Tuesday, June 30, 2009

Doña Maria's Gorditas

Editor's note: The following is a post from Chris - yes, Chris! Enjoy. :)

Put them in the column of things I will miss about Mexico, along with balloon sellers in public squares and sprawling tianguis selling everything from herbs and fish to Hollister tees and American Eagle polo shirts. Doña María and three of her daughters and daughters-in-law (cuñadas in Spanish, for once shorter than the English expression) sell gorditas outside her house five days a week. Gorditas are kin to tacos, thick baked corn patties sliced open and filled with stewed guisados of beans, potatoes, pork rind, or sliced chiles or nopales (cactus) prepared ahead of time and scooped into the steaming hot corn pocket.
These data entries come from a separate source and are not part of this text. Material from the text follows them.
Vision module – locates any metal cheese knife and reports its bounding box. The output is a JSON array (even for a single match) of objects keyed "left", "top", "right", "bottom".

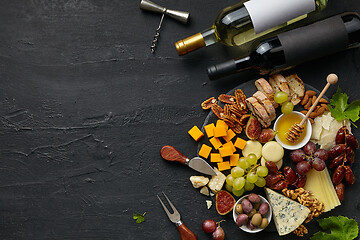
[{"left": 160, "top": 145, "right": 217, "bottom": 176}]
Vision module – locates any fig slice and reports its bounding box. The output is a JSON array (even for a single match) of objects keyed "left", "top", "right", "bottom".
[
  {"left": 245, "top": 115, "right": 261, "bottom": 140},
  {"left": 215, "top": 190, "right": 236, "bottom": 215}
]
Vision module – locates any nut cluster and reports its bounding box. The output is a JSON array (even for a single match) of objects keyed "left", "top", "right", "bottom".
[
  {"left": 282, "top": 188, "right": 325, "bottom": 237},
  {"left": 300, "top": 90, "right": 329, "bottom": 124},
  {"left": 201, "top": 89, "right": 250, "bottom": 134}
]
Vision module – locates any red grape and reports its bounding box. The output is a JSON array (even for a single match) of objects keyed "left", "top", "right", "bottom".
[
  {"left": 213, "top": 227, "right": 225, "bottom": 240},
  {"left": 314, "top": 149, "right": 329, "bottom": 161},
  {"left": 290, "top": 149, "right": 305, "bottom": 163},
  {"left": 303, "top": 141, "right": 316, "bottom": 155},
  {"left": 283, "top": 167, "right": 297, "bottom": 185},
  {"left": 201, "top": 219, "right": 216, "bottom": 233},
  {"left": 296, "top": 161, "right": 311, "bottom": 175},
  {"left": 312, "top": 157, "right": 326, "bottom": 171}
]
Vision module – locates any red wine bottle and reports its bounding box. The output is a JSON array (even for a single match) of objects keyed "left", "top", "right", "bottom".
[{"left": 207, "top": 13, "right": 360, "bottom": 80}]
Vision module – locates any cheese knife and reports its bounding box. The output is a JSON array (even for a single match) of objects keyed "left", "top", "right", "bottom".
[{"left": 160, "top": 145, "right": 217, "bottom": 176}]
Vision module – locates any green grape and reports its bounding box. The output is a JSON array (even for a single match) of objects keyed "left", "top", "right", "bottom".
[
  {"left": 246, "top": 172, "right": 258, "bottom": 183},
  {"left": 232, "top": 188, "right": 245, "bottom": 197},
  {"left": 226, "top": 174, "right": 235, "bottom": 186},
  {"left": 281, "top": 102, "right": 294, "bottom": 114},
  {"left": 231, "top": 167, "right": 244, "bottom": 178},
  {"left": 225, "top": 183, "right": 233, "bottom": 192},
  {"left": 244, "top": 181, "right": 255, "bottom": 191},
  {"left": 256, "top": 166, "right": 269, "bottom": 177},
  {"left": 233, "top": 177, "right": 246, "bottom": 190},
  {"left": 274, "top": 91, "right": 289, "bottom": 103},
  {"left": 247, "top": 153, "right": 257, "bottom": 165},
  {"left": 255, "top": 177, "right": 266, "bottom": 187},
  {"left": 238, "top": 157, "right": 250, "bottom": 170}
]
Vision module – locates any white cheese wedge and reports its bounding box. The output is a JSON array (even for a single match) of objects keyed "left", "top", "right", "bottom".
[
  {"left": 265, "top": 188, "right": 310, "bottom": 236},
  {"left": 208, "top": 167, "right": 226, "bottom": 193},
  {"left": 190, "top": 176, "right": 209, "bottom": 188}
]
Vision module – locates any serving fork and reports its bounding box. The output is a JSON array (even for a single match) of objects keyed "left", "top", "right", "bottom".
[{"left": 157, "top": 192, "right": 197, "bottom": 240}]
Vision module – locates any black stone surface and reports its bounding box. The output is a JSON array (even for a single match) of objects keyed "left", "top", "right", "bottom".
[{"left": 0, "top": 0, "right": 360, "bottom": 240}]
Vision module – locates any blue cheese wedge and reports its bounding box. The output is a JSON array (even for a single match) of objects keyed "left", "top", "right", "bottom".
[{"left": 265, "top": 188, "right": 310, "bottom": 236}]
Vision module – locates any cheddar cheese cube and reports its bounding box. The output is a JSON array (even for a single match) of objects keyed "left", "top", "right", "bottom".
[
  {"left": 199, "top": 144, "right": 212, "bottom": 158},
  {"left": 223, "top": 129, "right": 236, "bottom": 142},
  {"left": 188, "top": 126, "right": 204, "bottom": 141},
  {"left": 214, "top": 125, "right": 227, "bottom": 137},
  {"left": 217, "top": 161, "right": 231, "bottom": 171},
  {"left": 216, "top": 119, "right": 229, "bottom": 130},
  {"left": 219, "top": 146, "right": 234, "bottom": 157},
  {"left": 210, "top": 153, "right": 223, "bottom": 162},
  {"left": 223, "top": 142, "right": 236, "bottom": 153},
  {"left": 234, "top": 138, "right": 246, "bottom": 150},
  {"left": 204, "top": 123, "right": 215, "bottom": 138},
  {"left": 230, "top": 154, "right": 240, "bottom": 167},
  {"left": 209, "top": 137, "right": 222, "bottom": 150}
]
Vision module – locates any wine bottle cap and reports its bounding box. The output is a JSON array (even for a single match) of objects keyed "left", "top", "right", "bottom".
[{"left": 175, "top": 33, "right": 205, "bottom": 56}]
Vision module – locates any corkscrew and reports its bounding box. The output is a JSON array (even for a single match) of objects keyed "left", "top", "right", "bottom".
[{"left": 140, "top": 0, "right": 190, "bottom": 53}]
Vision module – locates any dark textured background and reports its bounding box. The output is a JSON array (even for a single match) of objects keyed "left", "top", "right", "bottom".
[{"left": 0, "top": 0, "right": 360, "bottom": 240}]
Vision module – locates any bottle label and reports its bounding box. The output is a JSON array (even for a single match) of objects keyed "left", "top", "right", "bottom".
[{"left": 244, "top": 0, "right": 316, "bottom": 34}]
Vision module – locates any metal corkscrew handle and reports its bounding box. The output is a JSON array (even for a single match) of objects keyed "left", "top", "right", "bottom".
[
  {"left": 140, "top": 0, "right": 190, "bottom": 53},
  {"left": 150, "top": 11, "right": 165, "bottom": 53}
]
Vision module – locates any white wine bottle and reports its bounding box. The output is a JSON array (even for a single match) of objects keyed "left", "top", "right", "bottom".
[
  {"left": 175, "top": 0, "right": 328, "bottom": 56},
  {"left": 207, "top": 12, "right": 360, "bottom": 80}
]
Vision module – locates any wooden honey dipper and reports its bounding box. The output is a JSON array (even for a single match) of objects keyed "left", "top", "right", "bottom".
[{"left": 286, "top": 73, "right": 338, "bottom": 143}]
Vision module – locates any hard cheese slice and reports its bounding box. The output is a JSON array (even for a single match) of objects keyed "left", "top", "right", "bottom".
[{"left": 265, "top": 188, "right": 310, "bottom": 236}]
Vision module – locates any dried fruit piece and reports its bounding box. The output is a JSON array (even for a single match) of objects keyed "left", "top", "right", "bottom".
[
  {"left": 332, "top": 165, "right": 345, "bottom": 185},
  {"left": 335, "top": 183, "right": 345, "bottom": 202},
  {"left": 201, "top": 97, "right": 217, "bottom": 110},
  {"left": 344, "top": 166, "right": 355, "bottom": 185},
  {"left": 245, "top": 115, "right": 261, "bottom": 140},
  {"left": 211, "top": 104, "right": 224, "bottom": 119},
  {"left": 258, "top": 128, "right": 276, "bottom": 143},
  {"left": 219, "top": 94, "right": 235, "bottom": 104},
  {"left": 215, "top": 190, "right": 236, "bottom": 215}
]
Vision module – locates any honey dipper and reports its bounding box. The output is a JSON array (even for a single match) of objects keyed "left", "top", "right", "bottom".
[{"left": 286, "top": 73, "right": 338, "bottom": 143}]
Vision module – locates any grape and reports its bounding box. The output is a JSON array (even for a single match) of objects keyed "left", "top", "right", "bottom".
[
  {"left": 225, "top": 183, "right": 233, "bottom": 192},
  {"left": 312, "top": 157, "right": 326, "bottom": 171},
  {"left": 201, "top": 219, "right": 216, "bottom": 233},
  {"left": 232, "top": 188, "right": 245, "bottom": 197},
  {"left": 290, "top": 149, "right": 305, "bottom": 163},
  {"left": 256, "top": 166, "right": 269, "bottom": 177},
  {"left": 247, "top": 153, "right": 257, "bottom": 165},
  {"left": 246, "top": 172, "right": 258, "bottom": 183},
  {"left": 283, "top": 167, "right": 297, "bottom": 184},
  {"left": 244, "top": 181, "right": 255, "bottom": 191},
  {"left": 238, "top": 157, "right": 250, "bottom": 170},
  {"left": 303, "top": 141, "right": 316, "bottom": 155},
  {"left": 281, "top": 102, "right": 294, "bottom": 114},
  {"left": 296, "top": 161, "right": 311, "bottom": 175},
  {"left": 233, "top": 177, "right": 245, "bottom": 190},
  {"left": 226, "top": 174, "right": 235, "bottom": 187},
  {"left": 255, "top": 177, "right": 266, "bottom": 187},
  {"left": 274, "top": 91, "right": 289, "bottom": 103},
  {"left": 314, "top": 149, "right": 329, "bottom": 161},
  {"left": 231, "top": 167, "right": 244, "bottom": 178},
  {"left": 213, "top": 226, "right": 225, "bottom": 240}
]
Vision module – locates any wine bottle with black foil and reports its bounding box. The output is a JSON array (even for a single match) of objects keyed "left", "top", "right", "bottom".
[
  {"left": 175, "top": 0, "right": 328, "bottom": 56},
  {"left": 207, "top": 12, "right": 360, "bottom": 80}
]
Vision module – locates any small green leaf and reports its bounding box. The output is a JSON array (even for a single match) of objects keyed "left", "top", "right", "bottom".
[
  {"left": 310, "top": 216, "right": 359, "bottom": 240},
  {"left": 133, "top": 212, "right": 146, "bottom": 223}
]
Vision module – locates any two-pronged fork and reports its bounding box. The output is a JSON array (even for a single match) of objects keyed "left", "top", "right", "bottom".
[{"left": 157, "top": 193, "right": 197, "bottom": 240}]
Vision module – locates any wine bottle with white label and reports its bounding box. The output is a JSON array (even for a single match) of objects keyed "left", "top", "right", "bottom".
[
  {"left": 207, "top": 13, "right": 360, "bottom": 80},
  {"left": 175, "top": 0, "right": 328, "bottom": 56}
]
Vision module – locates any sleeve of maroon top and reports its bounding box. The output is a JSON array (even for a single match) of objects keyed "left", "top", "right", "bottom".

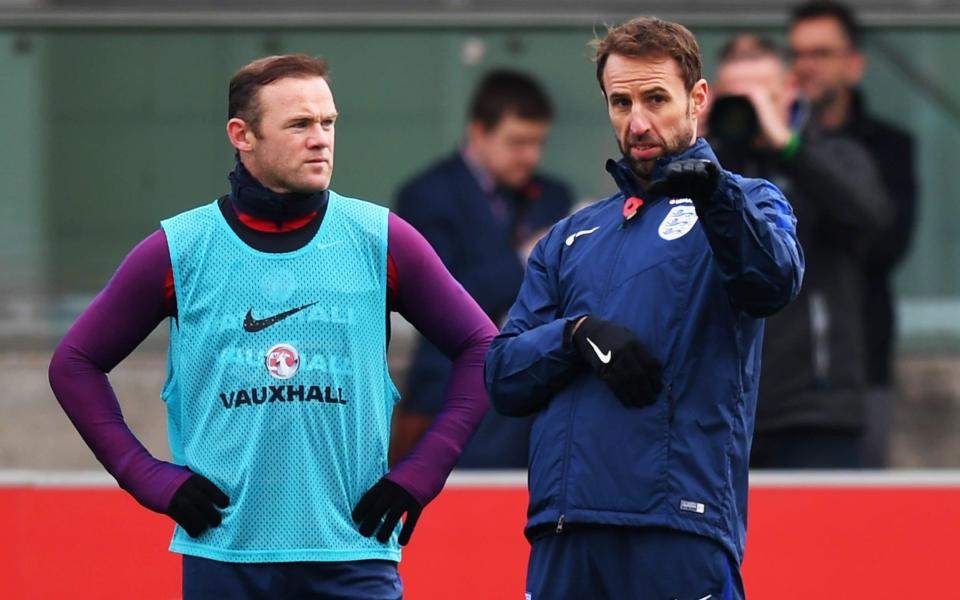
[
  {"left": 387, "top": 213, "right": 497, "bottom": 504},
  {"left": 49, "top": 230, "right": 191, "bottom": 512}
]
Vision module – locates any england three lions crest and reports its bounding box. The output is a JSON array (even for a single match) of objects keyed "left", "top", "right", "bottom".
[{"left": 658, "top": 204, "right": 697, "bottom": 241}]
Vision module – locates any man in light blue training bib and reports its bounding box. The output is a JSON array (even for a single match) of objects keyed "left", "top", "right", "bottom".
[{"left": 50, "top": 55, "right": 496, "bottom": 598}]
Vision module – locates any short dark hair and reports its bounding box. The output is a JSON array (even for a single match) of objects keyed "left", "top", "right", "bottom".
[
  {"left": 717, "top": 33, "right": 783, "bottom": 64},
  {"left": 469, "top": 69, "right": 553, "bottom": 131},
  {"left": 591, "top": 17, "right": 702, "bottom": 94},
  {"left": 227, "top": 54, "right": 329, "bottom": 133},
  {"left": 790, "top": 0, "right": 863, "bottom": 49}
]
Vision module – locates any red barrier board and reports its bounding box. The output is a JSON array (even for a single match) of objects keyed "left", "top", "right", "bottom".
[{"left": 0, "top": 484, "right": 960, "bottom": 600}]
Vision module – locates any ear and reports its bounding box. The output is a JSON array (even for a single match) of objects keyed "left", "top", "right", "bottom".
[
  {"left": 227, "top": 117, "right": 256, "bottom": 152},
  {"left": 690, "top": 79, "right": 710, "bottom": 118}
]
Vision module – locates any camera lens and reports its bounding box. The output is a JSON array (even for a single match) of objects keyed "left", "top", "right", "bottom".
[{"left": 707, "top": 96, "right": 760, "bottom": 146}]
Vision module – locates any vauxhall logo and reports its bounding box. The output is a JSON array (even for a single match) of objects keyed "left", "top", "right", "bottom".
[{"left": 220, "top": 385, "right": 347, "bottom": 408}]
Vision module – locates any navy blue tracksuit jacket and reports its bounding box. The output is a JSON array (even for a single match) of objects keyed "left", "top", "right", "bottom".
[{"left": 486, "top": 139, "right": 803, "bottom": 561}]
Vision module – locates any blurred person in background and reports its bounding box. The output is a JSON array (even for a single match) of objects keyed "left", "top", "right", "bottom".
[
  {"left": 485, "top": 17, "right": 803, "bottom": 600},
  {"left": 789, "top": 1, "right": 917, "bottom": 467},
  {"left": 707, "top": 35, "right": 890, "bottom": 468},
  {"left": 390, "top": 70, "right": 571, "bottom": 469},
  {"left": 50, "top": 54, "right": 496, "bottom": 599}
]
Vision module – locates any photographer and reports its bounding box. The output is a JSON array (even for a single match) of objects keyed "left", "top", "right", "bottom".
[{"left": 704, "top": 36, "right": 890, "bottom": 468}]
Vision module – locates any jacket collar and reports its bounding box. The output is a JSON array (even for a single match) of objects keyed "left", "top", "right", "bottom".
[{"left": 606, "top": 138, "right": 720, "bottom": 198}]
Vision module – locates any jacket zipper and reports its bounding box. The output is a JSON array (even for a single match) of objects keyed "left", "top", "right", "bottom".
[
  {"left": 810, "top": 292, "right": 830, "bottom": 385},
  {"left": 557, "top": 215, "right": 639, "bottom": 533}
]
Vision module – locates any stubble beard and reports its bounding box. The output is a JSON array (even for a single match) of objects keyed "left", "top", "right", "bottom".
[{"left": 619, "top": 113, "right": 693, "bottom": 181}]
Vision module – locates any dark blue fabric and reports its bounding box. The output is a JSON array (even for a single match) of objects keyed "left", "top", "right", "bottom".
[
  {"left": 394, "top": 152, "right": 572, "bottom": 469},
  {"left": 485, "top": 140, "right": 803, "bottom": 559},
  {"left": 183, "top": 555, "right": 403, "bottom": 600},
  {"left": 526, "top": 527, "right": 744, "bottom": 600},
  {"left": 228, "top": 158, "right": 329, "bottom": 223}
]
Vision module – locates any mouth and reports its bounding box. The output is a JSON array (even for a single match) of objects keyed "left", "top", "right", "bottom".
[{"left": 630, "top": 144, "right": 660, "bottom": 160}]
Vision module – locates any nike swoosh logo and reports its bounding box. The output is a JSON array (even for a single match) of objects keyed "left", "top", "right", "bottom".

Doña María’s gorditas are extra special because she places her griddle, or comal, over a wood fire, and after the gorditas are cooked on the griddle, they get a few seconds rest in the coals and pick up a smoky flavor. Generally consumed with a cold bottle of coke purchased from the neighbor next door, these are a heavenly meal and make up what Mexicans call almuerzo, a late breakfast, sometimes a second breakfast, eaten around 11 or 12 to stave off hunger until it’s time for the main meal of the day at 3 pm.

I met Doña María one of the first days I was in San Juan. The priest who agreed to show me around town and introduce me to people had thought of her as someone who would have memories of religious practices in the 1940s. She looks like the stereotype of a Mexican grandmother while she works, an ironed checked apron over an equally spotless flowered dress, and a black rebozo, or shawl, over her hair. I went today to say goodbye to her, an awkward proposition because we don’t have much to chat about. Our lives are so completely different that neither of us quite knows what to ask the other, and she is not an overly talkative woman. But when I saw her, she jumped out of her seat and offered me something to eat. I protested, but took her chair upon her insistence. We exchanged pleasantries and then she bustled away.

With no one else to talk to, I eavesdropped on the conversation of the people sitting next to me. Doña María’s gordita establishment consists of a table with the guisados, the wood-fired comal, and ten or so plastic chairs standing against the wall of her house. The little patio is roofed with corrugated metal and shaded with an additional yard of brown cloth stretched out toward the street. The chairs are always full with people from the neighborhood, sitting and chatting while they eat. This means that even a stranger can get in on the conversation, and often the cooks join in as well – no one has their back turned to the other. So I timidly listened in as one lady described to another how she hasn’t been to visit her son in college yet in the next town over because she’s not exactly sure where it is and she doesn’t drive. And by the end of the half hour, I was laughing out loud to her story about her daughter’s response to the swine flu: “I told her don’t be kissing your boyfriend right now you don’t want to be catching anything.” “And she said, ‘I’m gonna kiss him anyway, and if one of us dies then we both will.’” When they took off, they bid me adios along with saying their farewells to their friends and neighbors. And I found that without really asking Doña María any questions beyond “how have you been” I had learned about old pets that she had had as a child that she had to leave when the moved to San Juan, about her husband’s love for birds, and how happy she was in the neighborhood – “such a friendly street, people sit outside to pass the time” as she joined in the conversation with her more talkative neighbors.

This was only the second time I had gone to eat gorditas at Doña María’s. I had been trying so hard to take advantage of my time in San Juan that I spent the time when I didn’t have scheduled appointments in the archives. Probably that’s the way it should be. I am here to work, after all. But I’m glad that I had a couple opportunities to sit and chat, eavesdrop on the neighbors and taste her delicious delicious handiwork. And it’s one more thing I’ll remember fondly from home about the time I’ve spent here in Mexico.

1 comment:

From Michigan with Love said...

Now there was a real post...I sit...awed...unable to find the words to describe such eloquents! :-) Bravo!